Back up here: Cuyahoga—bless all y’all non-fans reading this deep—is an impressionistic retelling of an almost Biblical American legend: that time in the dark 1970s when we trashed Ohio’s Cuyahoga River so badly it caught fire. Stipe’s lyrics swing big and carry heaps. There’s national identity proudly evoked and Native American history awkwardly recounted. There’s colonization, selective memory, and violence. Here comes Woody Guthrie: This land is a land of ours. Then Woody gets weird: This river runs red over it. The river is blood, but the blood is not the land itself, or its possession. The red comes in a flood, but the flood will pass, come again, and pass once more. The big sing-along chorus—we all call out Cuyahoga, the mispelled Mohawk word for crooked river—gathers into an inchoate longing for a place and nation that can one day sit in comfort atop an unfathomably large continent thick with history, pain, and beauty beyond reckoning. Rewrite the book and rule the pages / Saving face, secured in grace.
But it’s also just, y’know, about kids swimming in a river. Cuyahoga is our great national Dayswimming. The song forgives us. The song loves us backwards and forwards, without condition, and with something very much like hope.
And this, this, is why the whole tour works so well, why it’s truly caught fire this year, why a couple of small-club cover-band shows turned into R.E.M.-Con, and why Shannon just might spend 2030 singing Everybody Hurts to packed mid-sized houses across the fading American empire. Stipe once called for an American revolution, Shannon alone can sell it fresh, and we’re out here dying for something to believe.
Wars are no longer local, Feb. 28.
We wake up Saturday and Trump has bombed Iran. Nobody cares. That’s my hangover talking, but also the Great American Hangover: we’ve been bombing the Middle East my entire life. I am out of words, out of gas, out of futures. Doug drives the band north while Andrew and I hunt down a Bloody Mary and another fried chicken sandwich. The pale sun shines bright as it can on a Great American College Town. It’s game day. The bars are filling up, and the frontyards of frat houses. Shirtless boys circle the beer-pong tables. A cloud of chartreuse bridesmaids float out of their hotel and into a waiting trolley. They look amazing. The trolley is actually a bus. The bridesmaids will never wear those dresses again. It’s the end of the world as we know it. I’ll be back in Athens next year. //
Or rather: I never expected to hear them live again after the ’95 Monster show in Phoenix. Great show, but a funny night. I took a date from the private Catholic high school who was polite in her utter indifference to me and concert both. We were up on the lawn, while Andrew was in the reserved seats with his date. Nora and friend were there, too. Our misspent youth! We shoulda been together.

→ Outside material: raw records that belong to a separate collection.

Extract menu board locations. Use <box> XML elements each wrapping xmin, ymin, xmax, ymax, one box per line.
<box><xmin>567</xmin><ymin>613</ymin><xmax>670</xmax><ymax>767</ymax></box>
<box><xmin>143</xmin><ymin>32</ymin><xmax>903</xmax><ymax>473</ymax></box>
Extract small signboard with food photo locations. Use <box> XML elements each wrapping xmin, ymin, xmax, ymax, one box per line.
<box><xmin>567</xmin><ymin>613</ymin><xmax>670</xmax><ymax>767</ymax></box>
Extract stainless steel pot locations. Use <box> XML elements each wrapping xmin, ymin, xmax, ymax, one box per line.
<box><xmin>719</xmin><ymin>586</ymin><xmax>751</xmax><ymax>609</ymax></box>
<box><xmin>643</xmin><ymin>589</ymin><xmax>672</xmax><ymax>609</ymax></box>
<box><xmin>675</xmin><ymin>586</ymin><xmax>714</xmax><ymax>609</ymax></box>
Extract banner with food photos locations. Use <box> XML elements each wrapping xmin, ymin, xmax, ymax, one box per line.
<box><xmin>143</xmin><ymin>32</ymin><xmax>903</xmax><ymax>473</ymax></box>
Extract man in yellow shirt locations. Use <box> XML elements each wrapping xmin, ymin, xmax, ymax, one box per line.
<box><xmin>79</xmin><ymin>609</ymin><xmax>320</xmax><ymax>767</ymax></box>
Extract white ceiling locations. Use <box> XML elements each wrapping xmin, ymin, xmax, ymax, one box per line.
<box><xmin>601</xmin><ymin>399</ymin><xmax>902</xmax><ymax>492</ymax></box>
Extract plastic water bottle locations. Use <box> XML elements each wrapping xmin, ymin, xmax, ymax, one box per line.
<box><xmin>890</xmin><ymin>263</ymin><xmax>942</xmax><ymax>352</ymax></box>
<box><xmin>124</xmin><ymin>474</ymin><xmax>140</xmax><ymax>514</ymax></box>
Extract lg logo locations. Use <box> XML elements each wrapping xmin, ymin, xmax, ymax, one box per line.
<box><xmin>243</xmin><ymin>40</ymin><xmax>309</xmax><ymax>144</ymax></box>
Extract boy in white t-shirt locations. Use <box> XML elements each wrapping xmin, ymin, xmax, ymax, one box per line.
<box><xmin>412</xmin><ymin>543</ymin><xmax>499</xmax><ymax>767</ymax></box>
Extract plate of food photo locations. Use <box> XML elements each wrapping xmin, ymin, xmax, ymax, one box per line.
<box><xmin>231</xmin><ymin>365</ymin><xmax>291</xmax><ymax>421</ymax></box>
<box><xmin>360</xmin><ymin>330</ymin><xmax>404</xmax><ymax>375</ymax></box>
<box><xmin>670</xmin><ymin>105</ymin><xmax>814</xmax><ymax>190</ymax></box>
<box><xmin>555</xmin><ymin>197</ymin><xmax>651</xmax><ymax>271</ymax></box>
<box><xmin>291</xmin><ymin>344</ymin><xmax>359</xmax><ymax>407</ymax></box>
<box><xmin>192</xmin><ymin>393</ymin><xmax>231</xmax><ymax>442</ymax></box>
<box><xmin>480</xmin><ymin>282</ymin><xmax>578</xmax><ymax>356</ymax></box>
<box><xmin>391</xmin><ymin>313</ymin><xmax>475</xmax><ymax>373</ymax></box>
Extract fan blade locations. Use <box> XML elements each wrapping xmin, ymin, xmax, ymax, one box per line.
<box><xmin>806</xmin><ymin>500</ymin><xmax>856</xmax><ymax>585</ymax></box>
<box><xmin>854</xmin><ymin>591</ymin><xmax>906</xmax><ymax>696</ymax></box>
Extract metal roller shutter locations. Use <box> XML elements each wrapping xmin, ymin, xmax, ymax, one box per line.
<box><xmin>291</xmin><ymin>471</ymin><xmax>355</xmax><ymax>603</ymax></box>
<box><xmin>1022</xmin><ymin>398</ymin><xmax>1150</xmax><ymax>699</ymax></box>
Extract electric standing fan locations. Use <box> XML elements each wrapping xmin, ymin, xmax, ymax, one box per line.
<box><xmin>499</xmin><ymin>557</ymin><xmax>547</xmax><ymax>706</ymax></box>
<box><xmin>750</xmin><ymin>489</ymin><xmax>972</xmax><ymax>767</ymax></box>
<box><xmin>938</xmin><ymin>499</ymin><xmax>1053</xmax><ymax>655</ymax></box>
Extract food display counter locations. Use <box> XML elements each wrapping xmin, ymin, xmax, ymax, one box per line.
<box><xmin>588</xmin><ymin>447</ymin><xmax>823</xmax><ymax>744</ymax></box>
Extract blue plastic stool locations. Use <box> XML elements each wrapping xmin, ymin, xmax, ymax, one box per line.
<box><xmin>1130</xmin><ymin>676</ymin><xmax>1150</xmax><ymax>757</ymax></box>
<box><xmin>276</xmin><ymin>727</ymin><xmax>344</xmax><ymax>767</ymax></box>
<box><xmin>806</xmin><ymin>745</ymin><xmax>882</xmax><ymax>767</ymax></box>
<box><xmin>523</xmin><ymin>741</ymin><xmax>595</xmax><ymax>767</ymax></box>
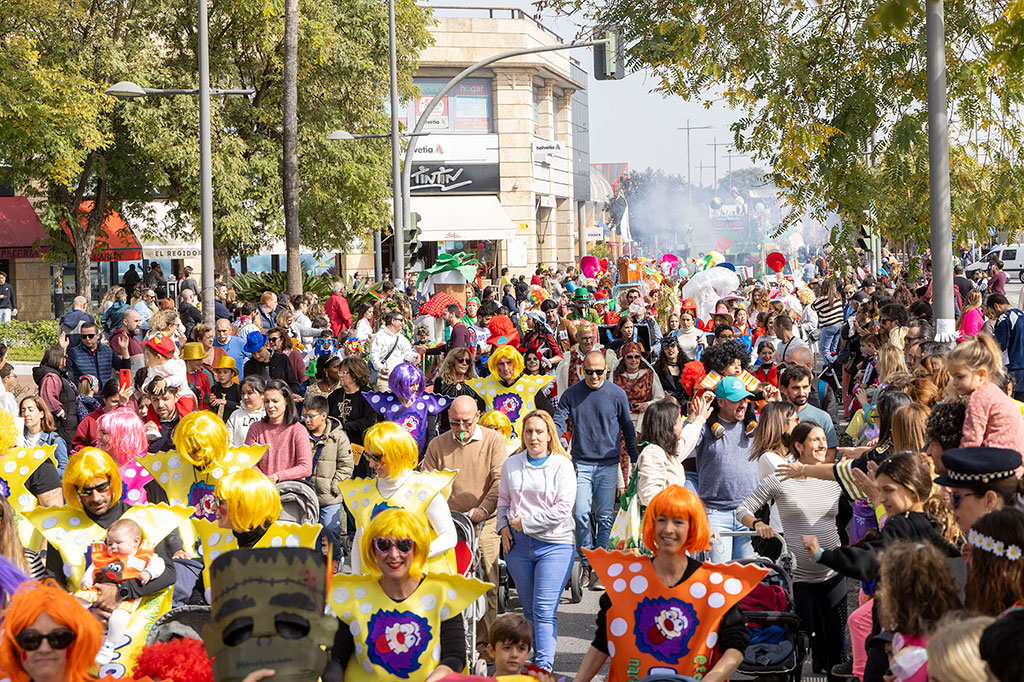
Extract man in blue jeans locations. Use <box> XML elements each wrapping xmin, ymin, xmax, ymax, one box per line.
<box><xmin>694</xmin><ymin>377</ymin><xmax>758</xmax><ymax>563</ymax></box>
<box><xmin>555</xmin><ymin>350</ymin><xmax>637</xmax><ymax>590</ymax></box>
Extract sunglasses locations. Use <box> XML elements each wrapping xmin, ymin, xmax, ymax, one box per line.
<box><xmin>78</xmin><ymin>480</ymin><xmax>111</xmax><ymax>493</ymax></box>
<box><xmin>374</xmin><ymin>538</ymin><xmax>416</xmax><ymax>554</ymax></box>
<box><xmin>14</xmin><ymin>628</ymin><xmax>75</xmax><ymax>651</ymax></box>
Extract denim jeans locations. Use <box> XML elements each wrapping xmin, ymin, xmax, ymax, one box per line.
<box><xmin>818</xmin><ymin>325</ymin><xmax>843</xmax><ymax>365</ymax></box>
<box><xmin>505</xmin><ymin>530</ymin><xmax>572</xmax><ymax>670</ymax></box>
<box><xmin>572</xmin><ymin>461</ymin><xmax>618</xmax><ymax>565</ymax></box>
<box><xmin>319</xmin><ymin>504</ymin><xmax>342</xmax><ymax>557</ymax></box>
<box><xmin>708</xmin><ymin>509</ymin><xmax>754</xmax><ymax>563</ymax></box>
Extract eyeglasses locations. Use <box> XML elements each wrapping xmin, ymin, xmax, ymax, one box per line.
<box><xmin>14</xmin><ymin>628</ymin><xmax>75</xmax><ymax>651</ymax></box>
<box><xmin>374</xmin><ymin>538</ymin><xmax>416</xmax><ymax>554</ymax></box>
<box><xmin>949</xmin><ymin>493</ymin><xmax>984</xmax><ymax>509</ymax></box>
<box><xmin>78</xmin><ymin>480</ymin><xmax>111</xmax><ymax>493</ymax></box>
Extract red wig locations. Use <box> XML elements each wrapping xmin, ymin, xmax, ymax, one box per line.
<box><xmin>0</xmin><ymin>580</ymin><xmax>103</xmax><ymax>682</ymax></box>
<box><xmin>643</xmin><ymin>485</ymin><xmax>711</xmax><ymax>554</ymax></box>
<box><xmin>132</xmin><ymin>638</ymin><xmax>213</xmax><ymax>682</ymax></box>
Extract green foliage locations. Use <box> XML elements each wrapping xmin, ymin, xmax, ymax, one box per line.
<box><xmin>231</xmin><ymin>272</ymin><xmax>333</xmax><ymax>301</ymax></box>
<box><xmin>542</xmin><ymin>0</ymin><xmax>1024</xmax><ymax>255</ymax></box>
<box><xmin>0</xmin><ymin>319</ymin><xmax>59</xmax><ymax>348</ymax></box>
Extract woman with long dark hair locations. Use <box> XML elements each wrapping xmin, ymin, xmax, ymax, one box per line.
<box><xmin>246</xmin><ymin>379</ymin><xmax>313</xmax><ymax>483</ymax></box>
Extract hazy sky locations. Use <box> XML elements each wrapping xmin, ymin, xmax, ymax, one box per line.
<box><xmin>426</xmin><ymin>0</ymin><xmax>753</xmax><ymax>186</ymax></box>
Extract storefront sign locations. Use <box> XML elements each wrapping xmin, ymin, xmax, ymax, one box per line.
<box><xmin>409</xmin><ymin>164</ymin><xmax>501</xmax><ymax>195</ymax></box>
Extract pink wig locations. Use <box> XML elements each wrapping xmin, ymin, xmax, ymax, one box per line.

Becky had an almost Victorian air about her, with porcelain skin and dark brown eyes and chestnut hair she wore up in a French braid. I didn’t know her well. She kept to herself and quit school months before the end. Becky, forgive me if you were actually a first violin. My memory is based not on your ability but on a vague sense of proximity in first-hour rehearsals. The 2nds sat next to us violas, the lost and dreaming masses of the orhestra. That’s where I’ve kept you. You were also in my Geometry class, and killed it.
On the small stage Narducy’s resemblance to Steve Kerr, a huge hero of my AZ childhood, is almost overpowering. The dadness is strong in him.
Summer ‘95 in small-town Paraguay. Winter down there, I guess. My host brother and I peeling around the red-dirt streets in a Fiat hatchback, shouting along to every word.
John also played on Uncle Tupelo’s Anodyne, which is to say he played bass on my whole twenties.
America loves to wait in line for an instagrammable restaurant. China does too, for that matter. NZ for the most part can’t be arsed, and I love Kiwis for it.
Don’t tell me to google the lyrics. I refuse, and so should you.
Find me a MAGA R.E.M. fan. Can’t be done.














That was quite the ride Dan. Head of the queue Gen Xer, so REM was a big part of my life too. I saw them only once in Aotearoa, on the Green tour in early '89. A high school mate had tuned me into them, which lead to using the hard-earned on Life's Rich Pageant and Document on LP - long since lost to me. My buddy moved on to big-fanning Husker Du, but I could never quite get my head around them however.
A few things stick in my mind about that show, jammed into the Logan Campbell centre in Auckland.
* How the hell did Buck and Stipe spend so much time slewing and gyrating around the stage, but still make such amazing sound?
* We were seated next to a huge bunch of teenagers, who were all there as comp winners for a pop-hit radio station (ZM I think). As someone in my near-mid 20s, I thought what could they possibly see in a cool-alt band straight out of Georgia? But I think the programmers had hit the transition well, and REM would provide radio fodder for a few more years at least, while still keeping them on their toes.
* As we shuffled out, reflecting on a good all-round show, I did wonder why they hadn't played The One I Love. So we sang it for them, doing our best slurred lyrics impersonation "A simple frah, to occupy my time".
Holy shite mate, you've written perhaps the best Substack entry of all time (so far, I know its early days, but still...). Please allow me some stream of stream of consciousness observations.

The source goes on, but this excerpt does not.